No chamado Departamento de Operações Estruturadas, criado pela Odebrecht para organizar o pagamento de propina a políticos de todo o país, o ministro Blairo Maggi recebeu o apelido de “Caldo”. As informações teriam sido repassadas sempre a Éder Moraes, que dizia estar informando Maggi das transações.

Do lado de Mato Grosso do Sul, os valores ilegais teriam sido negociados com o então candidato a governador Zeca do PT e com o senador Delcídio do Amaral, também filiado ao Partido dos Trabalhadores. Zeca recebeu o apelido de “Pescador” no departamento de propinas da Odebrecht. Por lá, os delatores afirmaram terem negociado o pagamento de R$ 400 mil.

Por meio de nota, o ministro Blairo Maggi comemorou o arquivamento da investigação na Lava Jato.

Veja a nota:

Nesta terça (02), por falta de provas, a Procuradoria Geral da República (PGR) decidiu pedir o arquivamento do inquérito contra o ministro da agricultura, Blairo Maggi, que investigava acusações de dois executivos da Odebrecht. A denúncia apontava que Maggi teria recebido R$ 12 milhões durante sua campanha à reeleição para governador de Mato Grosso.

“Não havendo lastro probatório mínimo para o oferecimento de denúncia com perspectiva de êxito, justifica-se o arquivamento deste Inquérito”, diz a Procuradora Geral da República, Raquel Dodge, em despacho sobre o pedido de arquivamento do caso.

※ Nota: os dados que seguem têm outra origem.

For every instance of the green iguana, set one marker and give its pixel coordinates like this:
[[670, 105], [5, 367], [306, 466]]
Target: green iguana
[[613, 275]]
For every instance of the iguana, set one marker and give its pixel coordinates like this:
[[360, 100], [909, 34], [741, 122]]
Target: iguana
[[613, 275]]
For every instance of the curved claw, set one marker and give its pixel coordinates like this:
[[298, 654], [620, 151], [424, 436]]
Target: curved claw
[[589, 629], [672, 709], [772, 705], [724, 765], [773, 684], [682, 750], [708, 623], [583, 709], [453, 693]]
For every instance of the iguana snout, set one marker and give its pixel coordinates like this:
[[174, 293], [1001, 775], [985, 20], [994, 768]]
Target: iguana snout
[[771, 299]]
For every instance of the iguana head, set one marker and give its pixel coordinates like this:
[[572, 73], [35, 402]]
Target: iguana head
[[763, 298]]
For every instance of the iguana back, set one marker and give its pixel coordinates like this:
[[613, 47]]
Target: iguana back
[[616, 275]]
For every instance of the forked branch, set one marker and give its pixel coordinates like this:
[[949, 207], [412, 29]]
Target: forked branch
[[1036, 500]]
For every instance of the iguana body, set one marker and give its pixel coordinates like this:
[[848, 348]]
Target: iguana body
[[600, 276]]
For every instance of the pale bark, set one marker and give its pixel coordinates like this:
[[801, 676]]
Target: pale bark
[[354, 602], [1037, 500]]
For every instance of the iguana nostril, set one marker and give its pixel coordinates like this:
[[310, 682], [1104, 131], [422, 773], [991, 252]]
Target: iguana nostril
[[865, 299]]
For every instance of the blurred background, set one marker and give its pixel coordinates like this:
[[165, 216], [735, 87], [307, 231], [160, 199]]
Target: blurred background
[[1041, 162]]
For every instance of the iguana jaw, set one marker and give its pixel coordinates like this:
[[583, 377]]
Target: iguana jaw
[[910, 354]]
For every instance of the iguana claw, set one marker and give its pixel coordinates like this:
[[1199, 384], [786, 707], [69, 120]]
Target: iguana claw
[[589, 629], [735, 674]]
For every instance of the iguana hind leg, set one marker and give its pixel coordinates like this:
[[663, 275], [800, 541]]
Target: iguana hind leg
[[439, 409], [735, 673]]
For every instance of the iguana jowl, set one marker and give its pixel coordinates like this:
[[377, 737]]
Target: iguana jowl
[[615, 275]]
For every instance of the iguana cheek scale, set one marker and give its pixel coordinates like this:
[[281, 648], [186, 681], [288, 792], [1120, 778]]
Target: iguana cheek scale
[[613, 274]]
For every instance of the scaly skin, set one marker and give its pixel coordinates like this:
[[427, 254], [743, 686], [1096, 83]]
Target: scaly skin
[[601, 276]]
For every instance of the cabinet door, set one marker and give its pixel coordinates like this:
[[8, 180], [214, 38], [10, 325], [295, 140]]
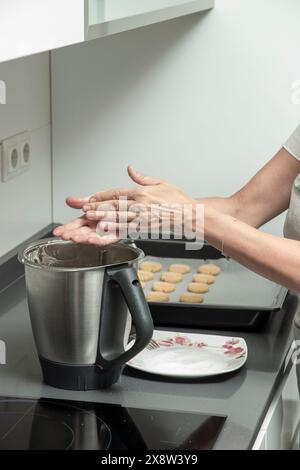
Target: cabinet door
[[113, 16], [31, 26], [282, 419]]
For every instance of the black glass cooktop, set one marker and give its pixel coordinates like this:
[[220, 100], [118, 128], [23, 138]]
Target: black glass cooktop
[[55, 425]]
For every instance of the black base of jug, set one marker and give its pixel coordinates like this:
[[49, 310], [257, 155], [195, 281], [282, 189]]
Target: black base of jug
[[76, 377]]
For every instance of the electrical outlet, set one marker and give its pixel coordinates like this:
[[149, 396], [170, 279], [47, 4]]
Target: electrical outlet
[[25, 150], [16, 155]]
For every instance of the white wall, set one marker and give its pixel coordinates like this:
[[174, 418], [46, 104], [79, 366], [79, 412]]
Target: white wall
[[25, 202], [203, 101]]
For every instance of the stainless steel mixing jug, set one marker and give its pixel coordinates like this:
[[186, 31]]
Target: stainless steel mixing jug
[[81, 299]]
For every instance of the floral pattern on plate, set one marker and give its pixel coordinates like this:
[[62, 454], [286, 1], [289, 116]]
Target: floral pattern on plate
[[191, 355]]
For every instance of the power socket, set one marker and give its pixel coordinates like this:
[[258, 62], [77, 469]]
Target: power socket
[[15, 156]]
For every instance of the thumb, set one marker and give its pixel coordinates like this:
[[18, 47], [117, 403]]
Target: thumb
[[141, 179]]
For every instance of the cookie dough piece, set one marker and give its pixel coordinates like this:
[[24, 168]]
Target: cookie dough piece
[[204, 278], [191, 298], [145, 276], [198, 288], [174, 278], [163, 287], [158, 297], [209, 269], [152, 266], [179, 268]]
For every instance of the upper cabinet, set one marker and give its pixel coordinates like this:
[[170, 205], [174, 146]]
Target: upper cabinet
[[31, 26], [113, 16]]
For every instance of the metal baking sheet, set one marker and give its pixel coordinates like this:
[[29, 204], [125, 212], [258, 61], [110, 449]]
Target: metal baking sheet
[[235, 288]]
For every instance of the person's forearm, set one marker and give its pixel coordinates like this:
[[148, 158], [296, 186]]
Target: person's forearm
[[275, 258], [225, 205]]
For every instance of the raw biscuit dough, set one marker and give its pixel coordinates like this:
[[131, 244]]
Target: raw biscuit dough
[[180, 268], [152, 266], [209, 269], [163, 287], [198, 288], [190, 298], [204, 278], [158, 297], [145, 275], [174, 278]]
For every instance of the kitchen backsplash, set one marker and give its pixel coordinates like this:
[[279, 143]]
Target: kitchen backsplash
[[25, 201]]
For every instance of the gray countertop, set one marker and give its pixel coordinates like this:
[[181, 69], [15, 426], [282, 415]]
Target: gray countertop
[[243, 396]]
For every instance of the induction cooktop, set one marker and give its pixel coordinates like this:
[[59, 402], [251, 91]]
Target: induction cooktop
[[47, 424]]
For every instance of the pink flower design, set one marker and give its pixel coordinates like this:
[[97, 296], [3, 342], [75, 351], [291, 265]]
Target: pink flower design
[[183, 341], [234, 351], [166, 342], [232, 342]]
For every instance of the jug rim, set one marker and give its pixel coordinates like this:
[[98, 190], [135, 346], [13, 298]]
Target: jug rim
[[23, 256]]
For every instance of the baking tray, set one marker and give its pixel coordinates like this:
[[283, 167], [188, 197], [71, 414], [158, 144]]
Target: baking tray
[[239, 299]]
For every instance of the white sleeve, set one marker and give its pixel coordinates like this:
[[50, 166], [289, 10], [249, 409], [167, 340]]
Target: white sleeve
[[292, 145]]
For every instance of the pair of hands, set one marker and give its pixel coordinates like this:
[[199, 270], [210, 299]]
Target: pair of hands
[[107, 214]]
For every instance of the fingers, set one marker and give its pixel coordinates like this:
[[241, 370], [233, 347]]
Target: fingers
[[73, 225], [113, 195], [79, 235], [141, 179], [117, 205], [111, 216], [96, 239], [76, 202]]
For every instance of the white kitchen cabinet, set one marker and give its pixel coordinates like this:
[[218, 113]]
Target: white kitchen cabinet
[[31, 26], [282, 418], [113, 16]]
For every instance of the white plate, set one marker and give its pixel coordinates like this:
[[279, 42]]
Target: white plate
[[191, 355]]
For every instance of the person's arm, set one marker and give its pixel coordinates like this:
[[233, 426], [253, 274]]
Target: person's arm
[[275, 258], [265, 196]]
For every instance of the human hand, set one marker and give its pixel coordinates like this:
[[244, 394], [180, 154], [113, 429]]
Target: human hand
[[108, 214]]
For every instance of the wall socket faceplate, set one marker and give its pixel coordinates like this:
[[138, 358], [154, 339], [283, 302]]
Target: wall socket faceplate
[[15, 155]]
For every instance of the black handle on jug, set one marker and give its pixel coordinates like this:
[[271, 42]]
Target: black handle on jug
[[126, 278]]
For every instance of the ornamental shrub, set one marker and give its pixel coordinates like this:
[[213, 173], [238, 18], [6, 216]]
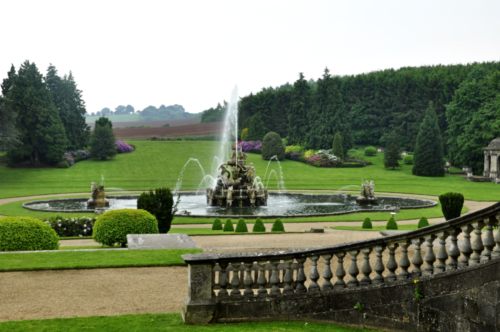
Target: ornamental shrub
[[258, 227], [423, 222], [24, 233], [370, 151], [451, 204], [272, 146], [217, 225], [241, 226], [278, 226], [228, 226], [367, 224], [391, 224], [113, 226]]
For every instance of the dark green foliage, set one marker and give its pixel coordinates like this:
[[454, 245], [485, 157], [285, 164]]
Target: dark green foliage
[[429, 157], [228, 226], [113, 226], [423, 222], [258, 227], [102, 143], [217, 225], [160, 204], [272, 146], [278, 226], [451, 204], [337, 146], [241, 226], [370, 151], [24, 233], [367, 224], [391, 224]]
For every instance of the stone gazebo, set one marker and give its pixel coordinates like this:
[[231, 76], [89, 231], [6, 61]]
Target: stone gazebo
[[491, 155]]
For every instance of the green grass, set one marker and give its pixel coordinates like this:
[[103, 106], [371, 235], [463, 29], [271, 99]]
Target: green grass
[[92, 259], [159, 322]]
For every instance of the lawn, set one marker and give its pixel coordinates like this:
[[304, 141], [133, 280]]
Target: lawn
[[158, 323], [92, 259]]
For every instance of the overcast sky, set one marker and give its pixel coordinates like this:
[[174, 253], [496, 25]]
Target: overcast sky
[[193, 52]]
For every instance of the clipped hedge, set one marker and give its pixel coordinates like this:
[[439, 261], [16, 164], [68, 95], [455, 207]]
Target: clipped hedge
[[25, 233], [113, 226]]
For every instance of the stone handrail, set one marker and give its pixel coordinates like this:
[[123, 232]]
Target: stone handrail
[[282, 273]]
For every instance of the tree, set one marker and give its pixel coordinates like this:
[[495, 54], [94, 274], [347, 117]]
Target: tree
[[102, 142], [428, 157], [391, 155], [337, 146]]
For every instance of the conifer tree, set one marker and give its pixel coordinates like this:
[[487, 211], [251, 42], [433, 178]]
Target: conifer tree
[[428, 158]]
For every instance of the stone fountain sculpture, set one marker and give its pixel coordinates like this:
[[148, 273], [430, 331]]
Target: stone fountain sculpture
[[235, 188]]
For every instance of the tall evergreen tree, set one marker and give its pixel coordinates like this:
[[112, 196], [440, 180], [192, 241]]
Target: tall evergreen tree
[[41, 131], [429, 156]]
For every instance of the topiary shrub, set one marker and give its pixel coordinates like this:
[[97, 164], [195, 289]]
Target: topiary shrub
[[423, 222], [278, 226], [228, 226], [451, 204], [272, 146], [367, 224], [241, 226], [113, 226], [391, 224], [25, 233], [217, 225], [370, 151], [258, 227]]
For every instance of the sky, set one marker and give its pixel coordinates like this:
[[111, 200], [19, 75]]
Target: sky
[[193, 53]]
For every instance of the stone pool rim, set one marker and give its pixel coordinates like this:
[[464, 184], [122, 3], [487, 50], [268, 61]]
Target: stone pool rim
[[27, 206]]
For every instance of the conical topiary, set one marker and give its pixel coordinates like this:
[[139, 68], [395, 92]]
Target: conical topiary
[[367, 224], [217, 225], [423, 222], [228, 226], [241, 226], [258, 226], [278, 226], [391, 224]]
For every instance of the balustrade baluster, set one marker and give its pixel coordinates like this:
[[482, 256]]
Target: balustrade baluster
[[301, 276], [391, 264], [429, 257], [417, 260], [340, 272], [466, 247], [404, 262], [353, 270], [379, 265], [314, 275], [288, 278], [275, 279], [262, 280], [235, 281], [454, 252], [366, 269]]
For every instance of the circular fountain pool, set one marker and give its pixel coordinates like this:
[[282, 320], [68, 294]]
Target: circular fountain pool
[[279, 205]]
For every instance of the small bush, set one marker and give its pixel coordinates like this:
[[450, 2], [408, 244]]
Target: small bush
[[113, 226], [258, 227], [367, 224], [228, 226], [370, 151], [278, 226], [423, 222], [24, 233], [391, 224], [241, 226], [217, 225]]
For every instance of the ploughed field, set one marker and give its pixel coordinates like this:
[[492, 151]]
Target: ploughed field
[[187, 130]]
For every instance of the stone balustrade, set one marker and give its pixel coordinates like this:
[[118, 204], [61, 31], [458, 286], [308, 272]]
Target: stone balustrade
[[248, 279]]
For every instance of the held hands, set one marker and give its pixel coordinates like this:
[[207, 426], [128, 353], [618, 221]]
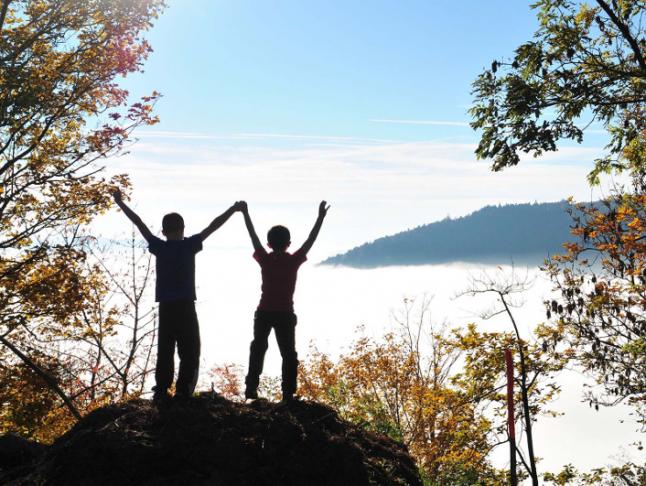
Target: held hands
[[240, 206], [323, 207], [116, 194]]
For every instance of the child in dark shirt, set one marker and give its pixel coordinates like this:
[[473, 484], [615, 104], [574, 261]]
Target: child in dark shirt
[[276, 307], [175, 292]]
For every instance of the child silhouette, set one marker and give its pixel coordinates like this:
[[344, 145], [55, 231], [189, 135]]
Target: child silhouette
[[175, 292], [276, 307]]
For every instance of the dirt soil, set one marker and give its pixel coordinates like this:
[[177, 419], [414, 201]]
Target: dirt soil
[[209, 440]]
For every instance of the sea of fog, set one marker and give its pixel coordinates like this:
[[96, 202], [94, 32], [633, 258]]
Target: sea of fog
[[333, 302]]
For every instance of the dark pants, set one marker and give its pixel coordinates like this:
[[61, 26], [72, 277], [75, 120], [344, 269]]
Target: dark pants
[[177, 325], [284, 324]]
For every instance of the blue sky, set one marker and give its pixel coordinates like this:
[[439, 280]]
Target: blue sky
[[325, 68], [284, 103]]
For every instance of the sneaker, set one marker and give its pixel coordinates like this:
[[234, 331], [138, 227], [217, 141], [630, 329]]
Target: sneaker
[[182, 397], [160, 396], [289, 397]]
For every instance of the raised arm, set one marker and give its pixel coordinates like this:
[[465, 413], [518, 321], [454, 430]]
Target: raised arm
[[255, 241], [132, 216], [323, 207], [220, 220]]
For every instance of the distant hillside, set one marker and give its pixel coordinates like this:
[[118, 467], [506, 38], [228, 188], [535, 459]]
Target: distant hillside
[[524, 233]]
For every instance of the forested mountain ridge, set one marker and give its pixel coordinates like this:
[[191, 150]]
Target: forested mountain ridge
[[496, 234]]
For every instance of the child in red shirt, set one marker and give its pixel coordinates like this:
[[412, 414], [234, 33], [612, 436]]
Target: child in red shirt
[[276, 307]]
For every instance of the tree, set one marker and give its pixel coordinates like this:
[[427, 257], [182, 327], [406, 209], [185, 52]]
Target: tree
[[400, 386], [586, 64], [601, 301], [485, 363], [100, 353], [61, 113]]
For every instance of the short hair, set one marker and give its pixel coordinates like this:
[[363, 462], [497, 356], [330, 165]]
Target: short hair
[[278, 237], [172, 222]]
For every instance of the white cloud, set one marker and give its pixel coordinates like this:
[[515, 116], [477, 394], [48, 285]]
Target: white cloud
[[443, 123], [375, 188]]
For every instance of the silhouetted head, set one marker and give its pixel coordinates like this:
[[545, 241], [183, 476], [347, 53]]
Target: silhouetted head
[[173, 226], [278, 238]]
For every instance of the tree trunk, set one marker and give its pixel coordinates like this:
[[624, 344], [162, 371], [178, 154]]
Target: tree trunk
[[51, 382]]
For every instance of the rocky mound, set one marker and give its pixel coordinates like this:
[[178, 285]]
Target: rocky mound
[[209, 440]]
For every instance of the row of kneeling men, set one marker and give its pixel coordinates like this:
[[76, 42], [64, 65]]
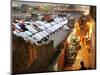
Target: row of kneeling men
[[38, 30]]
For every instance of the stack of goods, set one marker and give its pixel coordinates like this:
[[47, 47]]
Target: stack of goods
[[72, 50]]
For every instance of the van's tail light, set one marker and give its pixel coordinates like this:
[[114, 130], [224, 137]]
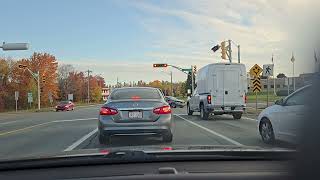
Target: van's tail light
[[209, 99], [108, 111], [162, 110]]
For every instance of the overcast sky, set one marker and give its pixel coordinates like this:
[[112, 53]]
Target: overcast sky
[[124, 38]]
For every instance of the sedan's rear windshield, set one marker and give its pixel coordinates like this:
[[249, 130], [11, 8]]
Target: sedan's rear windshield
[[64, 102], [135, 93]]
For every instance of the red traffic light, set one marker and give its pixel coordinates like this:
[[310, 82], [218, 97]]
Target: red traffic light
[[21, 66], [160, 65]]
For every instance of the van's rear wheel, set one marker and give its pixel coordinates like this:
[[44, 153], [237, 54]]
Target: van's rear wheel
[[189, 110], [237, 115], [203, 114]]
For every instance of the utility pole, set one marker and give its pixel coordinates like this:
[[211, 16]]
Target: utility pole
[[230, 51], [238, 53], [294, 82], [192, 80], [88, 98], [171, 84], [39, 95], [117, 82]]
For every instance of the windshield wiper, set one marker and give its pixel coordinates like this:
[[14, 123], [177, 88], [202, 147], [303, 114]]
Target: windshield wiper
[[139, 156]]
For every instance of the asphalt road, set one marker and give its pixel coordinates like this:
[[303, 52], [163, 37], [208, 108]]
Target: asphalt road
[[32, 134]]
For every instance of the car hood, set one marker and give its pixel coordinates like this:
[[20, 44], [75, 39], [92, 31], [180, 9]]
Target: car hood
[[148, 149]]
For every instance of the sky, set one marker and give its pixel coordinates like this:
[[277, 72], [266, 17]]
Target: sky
[[123, 38]]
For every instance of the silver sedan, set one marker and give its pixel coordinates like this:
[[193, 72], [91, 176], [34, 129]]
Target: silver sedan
[[135, 111]]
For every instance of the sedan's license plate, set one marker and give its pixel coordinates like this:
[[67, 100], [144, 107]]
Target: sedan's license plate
[[135, 115]]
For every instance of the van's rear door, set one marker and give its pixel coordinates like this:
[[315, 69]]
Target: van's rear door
[[232, 87], [218, 84]]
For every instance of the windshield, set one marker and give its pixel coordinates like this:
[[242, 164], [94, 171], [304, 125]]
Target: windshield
[[138, 93], [223, 64]]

Segundo o advogado de Maggi, Fábio Galindo, não foram entregues provas contra o ministro e as acusações dos delatores também não foram comprovadas por diligências da Procuradoria-Geral. “No fim das contas não teve denúncia. Teve uma palavra isolada dos colaboradores. A decisão revela o equilíbrio da PGR na apreciação dos fatos e a inocência de um homem público que sempre conduziu suas ações com retidão”, acrescentou Galindo.

De acordo com o ministro, o pedido de arquivamento demonstra a precariedade da denúncia. “Recebo a notícia que a PGR promoveu o arquivamento do Inquérito 4.447 aberto contra mim no caso Odebrecht – Lava Jato. Esta é a verdade restabelecida, a Justiça sendo feita, o que Estou muito feliz”, afirmou o ministro.